À en croire le SPF Économie, boîtiers Android TV, sticks TV et applications smart TV des clients ne seront plus en mesure de récupérer ces flux une fois les mesures de blocage appliquées par les fournisseurs d’accès à Internet (FAI), Google et Clouflare.

« Les mesures visent les noms de domaine de contournement, c’est-à-dire les redirections, sites miroirs, copycats ainsi que les noms de domaine/URL passerelle qui peuvent être identifiés », précise le SPF Économie. « Ces blocages permettent le blocage de l’accès aux flux et/ou des flux en fonction du type de blocage. »

Le tribunal de l’entreprise de Bruxelles saisi en urgence par la RTBF et RTL Belgium

Pour rappel, le service anti-piracy du SPF Économie est le bras armé du tribunal de l’entreprise de Bruxelles une fois celui-ci saisi en urgence « afin de prendre des mesures provisoires pour faire cesser une atteinte manifeste et considérable à un droit d’auteur, un droit voisin ou au droit d’un producteur de bases de données, commise en ligne. »

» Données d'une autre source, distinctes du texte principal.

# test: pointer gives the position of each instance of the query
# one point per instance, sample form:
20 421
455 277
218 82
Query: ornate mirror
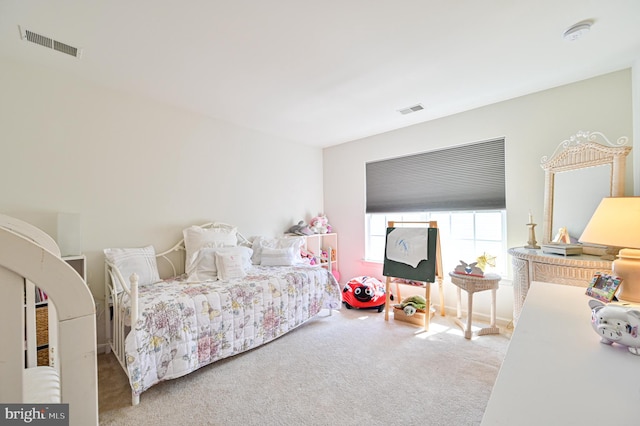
578 175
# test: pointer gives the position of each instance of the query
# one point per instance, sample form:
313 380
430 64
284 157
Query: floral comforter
184 326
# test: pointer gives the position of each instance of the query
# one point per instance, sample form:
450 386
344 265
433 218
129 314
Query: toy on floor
412 304
364 292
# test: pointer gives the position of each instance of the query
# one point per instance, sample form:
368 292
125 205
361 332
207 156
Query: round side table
472 284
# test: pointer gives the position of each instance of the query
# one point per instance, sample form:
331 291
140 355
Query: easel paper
408 245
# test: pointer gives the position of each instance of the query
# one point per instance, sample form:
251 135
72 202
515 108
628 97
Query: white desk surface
556 371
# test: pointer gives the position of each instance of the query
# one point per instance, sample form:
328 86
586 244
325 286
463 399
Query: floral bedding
183 326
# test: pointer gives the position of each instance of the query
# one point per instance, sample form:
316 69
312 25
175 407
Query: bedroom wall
135 171
533 126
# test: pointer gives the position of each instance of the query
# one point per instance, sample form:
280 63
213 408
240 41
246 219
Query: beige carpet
351 368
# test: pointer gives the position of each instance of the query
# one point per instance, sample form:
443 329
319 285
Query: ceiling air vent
409 110
50 43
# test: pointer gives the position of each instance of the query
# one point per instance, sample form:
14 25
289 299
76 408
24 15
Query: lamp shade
616 223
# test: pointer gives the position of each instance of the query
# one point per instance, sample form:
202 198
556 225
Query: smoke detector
409 110
48 42
576 31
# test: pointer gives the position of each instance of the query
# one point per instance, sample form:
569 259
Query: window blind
468 177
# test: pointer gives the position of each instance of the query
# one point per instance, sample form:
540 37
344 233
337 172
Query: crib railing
28 256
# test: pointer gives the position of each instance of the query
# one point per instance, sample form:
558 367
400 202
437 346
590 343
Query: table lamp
616 223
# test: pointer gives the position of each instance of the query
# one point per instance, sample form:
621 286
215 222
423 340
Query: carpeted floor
351 368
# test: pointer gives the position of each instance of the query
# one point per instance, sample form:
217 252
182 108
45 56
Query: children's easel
427 271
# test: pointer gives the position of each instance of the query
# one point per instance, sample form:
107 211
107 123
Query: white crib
28 258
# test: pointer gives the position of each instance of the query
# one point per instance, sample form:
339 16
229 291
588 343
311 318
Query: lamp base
627 267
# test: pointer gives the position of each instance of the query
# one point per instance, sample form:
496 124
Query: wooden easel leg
387 299
427 316
441 293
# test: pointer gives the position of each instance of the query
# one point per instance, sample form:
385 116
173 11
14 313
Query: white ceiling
326 72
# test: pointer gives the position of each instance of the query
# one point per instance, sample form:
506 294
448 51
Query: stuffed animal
616 324
412 304
469 269
300 229
320 224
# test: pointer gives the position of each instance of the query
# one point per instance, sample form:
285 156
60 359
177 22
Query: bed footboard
118 323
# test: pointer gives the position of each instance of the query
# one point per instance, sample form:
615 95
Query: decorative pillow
296 243
278 256
142 261
205 264
258 244
231 264
196 238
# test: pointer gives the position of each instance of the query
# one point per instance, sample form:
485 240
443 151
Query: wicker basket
42 326
43 356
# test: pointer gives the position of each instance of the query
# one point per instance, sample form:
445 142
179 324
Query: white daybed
29 258
230 299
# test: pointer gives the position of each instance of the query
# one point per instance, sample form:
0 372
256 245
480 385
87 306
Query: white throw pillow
205 265
142 261
294 242
196 238
260 243
231 264
278 256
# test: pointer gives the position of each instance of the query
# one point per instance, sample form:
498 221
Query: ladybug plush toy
364 292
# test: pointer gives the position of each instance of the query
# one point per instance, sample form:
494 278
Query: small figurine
469 269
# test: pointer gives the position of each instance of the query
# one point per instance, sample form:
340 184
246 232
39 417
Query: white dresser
556 371
534 265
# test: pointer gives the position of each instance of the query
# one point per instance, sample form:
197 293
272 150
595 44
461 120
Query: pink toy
320 224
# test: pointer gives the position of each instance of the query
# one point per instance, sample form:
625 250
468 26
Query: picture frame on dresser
603 287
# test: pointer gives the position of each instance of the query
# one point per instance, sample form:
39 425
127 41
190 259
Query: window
462 188
464 235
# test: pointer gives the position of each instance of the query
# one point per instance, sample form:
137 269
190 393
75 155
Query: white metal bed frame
115 322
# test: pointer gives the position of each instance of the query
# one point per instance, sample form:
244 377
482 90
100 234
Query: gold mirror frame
578 152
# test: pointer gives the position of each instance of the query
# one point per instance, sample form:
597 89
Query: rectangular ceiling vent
411 109
50 43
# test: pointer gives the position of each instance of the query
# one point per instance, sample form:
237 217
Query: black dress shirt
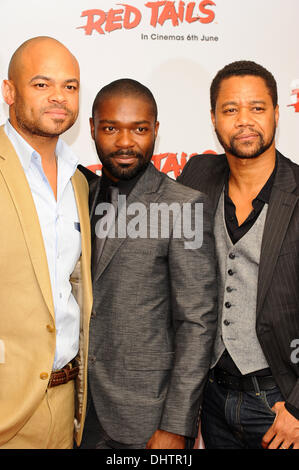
236 232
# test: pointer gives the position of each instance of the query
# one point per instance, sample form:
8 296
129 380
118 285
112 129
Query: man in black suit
252 396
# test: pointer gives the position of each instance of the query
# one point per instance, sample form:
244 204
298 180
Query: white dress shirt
59 222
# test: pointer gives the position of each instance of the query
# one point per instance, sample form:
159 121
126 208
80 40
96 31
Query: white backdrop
160 43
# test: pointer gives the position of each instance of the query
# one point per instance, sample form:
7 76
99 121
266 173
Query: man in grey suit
252 397
154 314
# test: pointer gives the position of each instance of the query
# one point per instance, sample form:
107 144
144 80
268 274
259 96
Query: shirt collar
26 153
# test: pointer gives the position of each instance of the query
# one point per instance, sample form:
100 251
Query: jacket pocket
149 361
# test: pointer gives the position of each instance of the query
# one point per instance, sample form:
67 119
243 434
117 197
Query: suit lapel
213 182
14 176
82 207
281 206
144 192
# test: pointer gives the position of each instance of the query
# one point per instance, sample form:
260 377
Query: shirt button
44 375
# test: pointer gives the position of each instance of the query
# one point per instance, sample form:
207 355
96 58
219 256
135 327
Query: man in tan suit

Saisi en urgence par la RTBF et RTL Belgium, dont chaînes et programmes se retrouvent dans les bouquets d’IPTV illégale, le tribunal a émis une ordonnance le 30 janvier 2026 visant à tordre le cou aux 5 services dénoncés.

Sur base de cette ordonnance, le service anti-piracy du SPF Économie a formulé le 12 février 2026 une décision qui définit les modalités d’application des mesures provisoires.

Une efficacité des mesures qui reste à démontrer

En coulisses, il se chuchote que l’efficacité réelle de ces mesures reste à démontrer. Généralement proches des milieux mafieux, les gestionnaires des réseaux d’IPTV illégale n’ont pas leur pareil pour contourner barrières et obstacles et rediriger leurs flux.

Traquer clones et copies des sites et des flux ne sera pas une mince affaire.